This is good to know, but the most interesting data comes from the periodical monitoring of sales progress. Below you can see the timeline representing the number of apartments sold each week:

What else can we see? For example, what is the current state of sales progress?

It is worth remembering that construction began in Q1 2018. Currently, only the building's foundation is ready, but almost half of the apartments are already sold.
Predicted date of selling all apartments
Let’s see what the sales dynamic is by apartment type. We can also try to make a simple prediction of when all apartments will be sold.
What we can see from this visualization:
- If the selling pace continues, almost all apartments will be sold by May 2019. This is over 6 months before the planned construction completion date.
- However, not all apartments have the same sales dynamic. The fastest-selling apartments have 1 or 2 rooms. The biggest apartments, with 4 rooms, are less popular - only 3 have sold.
Did potential buyers change their minds? Could they get a mortgage loan?
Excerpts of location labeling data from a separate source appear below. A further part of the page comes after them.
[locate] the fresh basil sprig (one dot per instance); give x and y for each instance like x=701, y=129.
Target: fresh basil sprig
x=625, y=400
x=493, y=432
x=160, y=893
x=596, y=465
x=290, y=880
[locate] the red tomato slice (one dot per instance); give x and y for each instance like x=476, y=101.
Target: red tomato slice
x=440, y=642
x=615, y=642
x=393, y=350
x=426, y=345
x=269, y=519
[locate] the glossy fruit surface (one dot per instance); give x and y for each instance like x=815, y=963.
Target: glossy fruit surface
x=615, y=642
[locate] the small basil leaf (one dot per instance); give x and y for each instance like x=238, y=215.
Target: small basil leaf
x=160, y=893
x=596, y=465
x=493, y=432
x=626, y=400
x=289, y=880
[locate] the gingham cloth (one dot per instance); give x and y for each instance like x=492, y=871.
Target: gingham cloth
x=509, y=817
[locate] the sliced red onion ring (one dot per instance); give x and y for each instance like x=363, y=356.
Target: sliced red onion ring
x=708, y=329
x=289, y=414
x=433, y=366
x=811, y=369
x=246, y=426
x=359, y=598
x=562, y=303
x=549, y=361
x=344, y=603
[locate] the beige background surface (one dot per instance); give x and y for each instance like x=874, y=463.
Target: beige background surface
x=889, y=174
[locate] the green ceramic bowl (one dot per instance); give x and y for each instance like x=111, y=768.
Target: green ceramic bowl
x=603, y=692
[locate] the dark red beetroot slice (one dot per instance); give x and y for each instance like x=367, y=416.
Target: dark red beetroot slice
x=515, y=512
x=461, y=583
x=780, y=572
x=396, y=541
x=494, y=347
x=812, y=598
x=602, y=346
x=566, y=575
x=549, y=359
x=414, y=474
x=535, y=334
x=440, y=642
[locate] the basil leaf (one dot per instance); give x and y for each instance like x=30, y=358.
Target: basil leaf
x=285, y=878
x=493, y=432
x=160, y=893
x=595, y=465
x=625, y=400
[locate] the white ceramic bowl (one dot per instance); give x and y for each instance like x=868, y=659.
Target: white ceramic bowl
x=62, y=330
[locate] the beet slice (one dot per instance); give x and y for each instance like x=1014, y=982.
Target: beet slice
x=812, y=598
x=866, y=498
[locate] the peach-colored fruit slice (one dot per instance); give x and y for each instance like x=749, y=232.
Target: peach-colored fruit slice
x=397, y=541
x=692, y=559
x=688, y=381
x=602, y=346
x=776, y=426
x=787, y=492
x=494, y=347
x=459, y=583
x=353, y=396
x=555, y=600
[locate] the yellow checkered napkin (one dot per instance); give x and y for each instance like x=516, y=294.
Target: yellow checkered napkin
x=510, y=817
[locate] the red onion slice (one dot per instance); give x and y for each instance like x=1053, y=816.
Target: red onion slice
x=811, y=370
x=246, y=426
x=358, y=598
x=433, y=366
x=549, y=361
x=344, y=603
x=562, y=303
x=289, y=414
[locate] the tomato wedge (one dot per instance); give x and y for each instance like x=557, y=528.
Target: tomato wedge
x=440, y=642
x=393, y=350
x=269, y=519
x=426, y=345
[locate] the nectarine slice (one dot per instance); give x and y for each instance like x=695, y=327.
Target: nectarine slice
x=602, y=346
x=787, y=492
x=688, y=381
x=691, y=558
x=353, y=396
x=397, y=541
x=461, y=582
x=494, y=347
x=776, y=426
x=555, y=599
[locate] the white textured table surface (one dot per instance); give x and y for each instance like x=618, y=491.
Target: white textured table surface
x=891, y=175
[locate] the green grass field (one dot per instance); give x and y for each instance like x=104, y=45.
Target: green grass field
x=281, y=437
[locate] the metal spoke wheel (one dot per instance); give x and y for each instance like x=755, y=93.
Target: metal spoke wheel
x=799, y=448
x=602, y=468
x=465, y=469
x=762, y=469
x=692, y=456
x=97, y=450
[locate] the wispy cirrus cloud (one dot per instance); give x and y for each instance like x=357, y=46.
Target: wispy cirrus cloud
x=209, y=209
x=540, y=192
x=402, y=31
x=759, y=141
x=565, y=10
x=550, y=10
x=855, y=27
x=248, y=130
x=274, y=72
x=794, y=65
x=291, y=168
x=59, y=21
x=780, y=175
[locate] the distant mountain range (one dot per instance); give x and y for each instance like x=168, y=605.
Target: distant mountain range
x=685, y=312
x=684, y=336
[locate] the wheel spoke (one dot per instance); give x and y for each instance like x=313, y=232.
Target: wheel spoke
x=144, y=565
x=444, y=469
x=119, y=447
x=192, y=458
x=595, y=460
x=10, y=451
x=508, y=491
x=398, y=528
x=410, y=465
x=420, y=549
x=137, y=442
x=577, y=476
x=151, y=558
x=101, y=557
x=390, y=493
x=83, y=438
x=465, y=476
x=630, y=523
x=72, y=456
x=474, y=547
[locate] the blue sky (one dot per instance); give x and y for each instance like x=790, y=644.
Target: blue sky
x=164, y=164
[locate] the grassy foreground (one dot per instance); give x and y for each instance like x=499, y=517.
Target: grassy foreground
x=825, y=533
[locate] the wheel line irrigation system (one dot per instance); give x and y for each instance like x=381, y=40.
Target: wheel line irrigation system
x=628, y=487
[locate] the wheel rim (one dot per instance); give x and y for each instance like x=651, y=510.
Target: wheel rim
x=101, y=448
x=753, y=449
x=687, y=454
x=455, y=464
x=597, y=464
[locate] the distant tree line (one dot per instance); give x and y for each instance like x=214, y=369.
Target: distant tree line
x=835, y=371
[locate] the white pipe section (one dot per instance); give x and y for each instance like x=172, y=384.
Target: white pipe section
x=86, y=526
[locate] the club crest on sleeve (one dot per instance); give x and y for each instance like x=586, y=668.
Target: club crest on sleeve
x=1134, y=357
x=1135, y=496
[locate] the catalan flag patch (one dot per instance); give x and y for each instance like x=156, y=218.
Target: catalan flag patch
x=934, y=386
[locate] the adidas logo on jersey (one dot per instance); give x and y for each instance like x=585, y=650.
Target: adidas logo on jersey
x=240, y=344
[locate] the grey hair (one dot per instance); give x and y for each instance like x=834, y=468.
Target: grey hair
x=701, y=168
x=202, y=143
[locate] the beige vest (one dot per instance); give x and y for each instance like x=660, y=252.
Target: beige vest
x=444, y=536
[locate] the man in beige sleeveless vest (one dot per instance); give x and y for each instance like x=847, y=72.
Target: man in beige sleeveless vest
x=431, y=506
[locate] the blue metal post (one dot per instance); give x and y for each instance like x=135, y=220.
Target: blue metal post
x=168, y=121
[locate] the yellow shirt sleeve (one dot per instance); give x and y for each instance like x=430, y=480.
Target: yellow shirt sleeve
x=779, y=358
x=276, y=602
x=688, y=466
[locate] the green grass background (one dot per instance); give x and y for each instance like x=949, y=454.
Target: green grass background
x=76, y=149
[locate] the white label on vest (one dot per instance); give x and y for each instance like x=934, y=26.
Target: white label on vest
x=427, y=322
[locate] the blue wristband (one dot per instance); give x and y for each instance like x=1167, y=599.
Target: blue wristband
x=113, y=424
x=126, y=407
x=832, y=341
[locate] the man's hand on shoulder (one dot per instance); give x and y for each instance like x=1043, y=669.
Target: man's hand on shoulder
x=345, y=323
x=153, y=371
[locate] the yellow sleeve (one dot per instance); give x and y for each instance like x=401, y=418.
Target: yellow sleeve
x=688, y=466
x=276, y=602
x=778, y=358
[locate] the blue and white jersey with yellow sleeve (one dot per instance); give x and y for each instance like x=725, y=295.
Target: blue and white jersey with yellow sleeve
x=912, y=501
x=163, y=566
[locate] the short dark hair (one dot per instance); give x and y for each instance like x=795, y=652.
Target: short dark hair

Another interesting observation is about apartments that had sold but later became available again. There are multiple reasons why this happens. It is important to understand how the selling process works. The buyer has to sign an agreement with the developer before requesting a loan from a bank. There is always a possibility that after officially signing for an apartment, the bank can reject your loan request. The buyer can also change their mind and withdraw for other reasons. In the observed data, there was only one situation like this. A 2-room apartment with a separate kitchen was sold at the end of August 2018, but, in mid-September, became available again.Data scraping
Gathering valuable data for analysis is the foundation of every data science process. When the data comes from an external online source, one of the methods is data scraping. This technique means that the data is “scraped” from a website by a web crawler (other names are “robot” or “scraper”). The robot parses text into a machine-readable format, so then it can be analyzed. Some websites are protected by the following techniques:- Displaying content in a dynamic way (e.g. using JavaScript) or complicating website structure, so it is harder for a crawler to parse.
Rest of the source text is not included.